It is not unusual for an exhibition of Friedrich Kunath’s paintings to be accompanied by something outrageous and unexpected. In both 2012 and 2017 he carpeted gallery floors, transforming them into soft, colorful fields dotted with sculptures, couches, socks, giant shoes and other incongruous objects. His latest exhibition “I Don’t Know The Place, But I Know How To Get There,” fills both floors of Blum & Poe. In the upper gallery, nested against the back window, is a glassed-in faux storefront where Kunath has installed pieces from previous exhibitions, including older paintings and sculptures, musical instruments, books, tennis rackets and balls, written notes and furniture. This quasi-studio/living space is presented as a sealed off display. It begs for close-up scrutiny, as it serves as the key to the exhibition by providing context to many of the other works, yet no access is permitted.

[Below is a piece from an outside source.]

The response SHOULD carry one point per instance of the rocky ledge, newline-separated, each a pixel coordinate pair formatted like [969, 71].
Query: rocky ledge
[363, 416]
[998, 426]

Kunath’s large-scale oils often take their point of departure from 18th and 19th century Romantic landscape paintings, but rather than explore man’s blissful relationship with nature and the sublime, the works are sardonic investigations filled with irony and wit. Many of Kunath’s titles are reminiscent of melancholic song lyrics, and in the upstairs installation there are numerous albums, as well as references, to the pop singer/songwriter Morrissey. In paintings with titles such as Looking Back, I Should’ve Been Home More; I Should’ve Left A Long Time Ago; In Memory Of My Memories; I Think I’m Going To Stay For A While; Return To Forever and Coming Home Was As Beautiful As Going Away (2022-23), he juxtaposes realistic depictions of mountains, seascapes, rivers, sunsets, rainbows and billowing clouds (some in the shape of guitars) with cartoon characters, snippets of text from song lyrics scratched into the wet paint and other references to popular culture, to create a visual and emotional disconnect that unleashes a sense of unease and dislocation.
This is most evident in Coming Home Was As Beautiful As Going Away (2022) which, at first glance, appears to be a large mountain peak surrounded by pink and orange hues as it juts up into the sky above the clouds. Upon closer examination, the triangular shaped foreground is transformed into the wing of a large airplane flying through the sky. Handwritten black words spelling out the paintings title follow the contour of the side of the wing and float off the edge, disappearing into the sky. Return To Forever (2022-2023) is a huge horizontal painting spanning 12 feet. In it, a rainbow arches across the top portion of the painting above a lush green field bisected by a narrow receding road. A line of crops parallels the horizon, and when it crosses the road it becomes a tennis net, somehow evoking awe, confusion and humor.
Hastily scrawled words and phrases are often embedded into Kunaths’s paint surfaces, either suspended in the sky or etched into less impastoed areas. It is not unusual for him to combine carefully rendered sections or swaths of thick color that bulge from the surface with flatly painted cartoon characters who appear both at home and out of place in his landscapes. Cars, as well as bits of imagery culled from advertisements and popular culture, often disrupt beautiful and majestic settings, prompting viewers to puzzle out why. Kunath’s juxtapositions are as interesting as they are surprising, and inject a new narrative direction into traditional landscape painting that otherwise might be construed as banal or obvious.